According to Harvard Health Publications, altering one’s lifestyle can significantly reduce unnecessary inflammation. A healthy diet is only part of the successful equation; an equation that does not necessarily include pills. Remember: Sleep, Exercise, Nutrition, Stress-Reduction, Positive Emotion (SENSE). To reach optimal health, the body needs to maintain a balance of SENSE.
Sleep
Lack of sleep also contributes to unneeded inflammation. During restorative sleep, the body revitalizes and the immune system rests. When establishing a healthy sleep pattern, your body is not at war with vigorous cells and tissues.
Exercise
Physical exercise is also necessary because it will help control weight gain while combating excess chronic inflammation. One of the studies published by the American Heart Association’s Circulation journal, evaluated the relationship between inflammation and physical activity.

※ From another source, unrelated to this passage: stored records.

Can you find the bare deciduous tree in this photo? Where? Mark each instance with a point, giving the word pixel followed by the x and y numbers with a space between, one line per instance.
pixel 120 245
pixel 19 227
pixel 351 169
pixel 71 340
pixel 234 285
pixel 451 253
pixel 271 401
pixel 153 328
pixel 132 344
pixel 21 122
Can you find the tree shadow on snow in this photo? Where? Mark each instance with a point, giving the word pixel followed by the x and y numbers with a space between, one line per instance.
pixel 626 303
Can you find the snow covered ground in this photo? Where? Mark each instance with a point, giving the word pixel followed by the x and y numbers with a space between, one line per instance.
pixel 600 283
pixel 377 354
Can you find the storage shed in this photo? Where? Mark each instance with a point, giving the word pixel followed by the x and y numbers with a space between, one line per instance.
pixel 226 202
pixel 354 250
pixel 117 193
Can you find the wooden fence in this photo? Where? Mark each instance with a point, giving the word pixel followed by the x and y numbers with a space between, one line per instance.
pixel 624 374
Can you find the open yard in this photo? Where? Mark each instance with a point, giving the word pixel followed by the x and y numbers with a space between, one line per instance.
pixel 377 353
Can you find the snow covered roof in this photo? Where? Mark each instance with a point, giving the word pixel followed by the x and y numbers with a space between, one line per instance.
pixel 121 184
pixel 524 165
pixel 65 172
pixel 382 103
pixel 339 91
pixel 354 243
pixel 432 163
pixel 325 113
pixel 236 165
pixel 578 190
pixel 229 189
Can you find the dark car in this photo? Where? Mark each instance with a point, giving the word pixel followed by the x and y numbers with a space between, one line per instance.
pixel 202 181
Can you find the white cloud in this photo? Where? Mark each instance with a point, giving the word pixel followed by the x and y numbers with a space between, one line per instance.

The participants who exercised regularly showed lower markers of inflammation. Experts recommend 20-30 minutes of aerobic exercise about 4 days a week. Try walking, jogging or swimming while doing about 20 minutes of strength or resistance training with weights.
Nutrition
The “superfoods” that help fight chronic inflammation include:
- fish
- avocados
- nuts
- flaxseed oil
- olive oil
- coffee
- leafy greens
- blueberries
- dark cherries
- apples
- strawberries
- oranges
Coffee and the fruits identified contain a high level of antioxidants and polyphenols, beneficial compounds derived from plants. Some foods such as nuts and avocados are high in calories but have high levels of Omega-3 fatty acids or “good fat.” Furthermore, studies have consistently shown that nuts such as walnuts and almonds reduce chronic inflammation along with avocados and healthy oils.
Harmful foods also cause weight gain, which is also a risk factor for inflammation. Aim to eat unprocessed plant foods with a variety of colors. Also avoid sugary drinks and artificial sweeteners. Read the ingredients carefully and stay clear of foods with hydrogenated oils and trans fat. That is your best bet.
Stress
It is no secret that stress is not good for the mind nor the body. But chronic stress also impacts the cell activity within the immune system. The body loses its ability to properly regulate inflammation thus promoting the progression of cardiovascular diseases and autoimmune disorders.
Positive Emotion
A sunny outlook and positive social interactions are associated with a stronger immune system. For many people, the absence of pessimism and negative moods equate to fewer illnesses and enhanced quality of life, according to several published papers by the Harvard School of Public Health.
Reducing chronic inflammation involves positive health of both body and mind and treating the individual as a whole. Now that makes SENSE.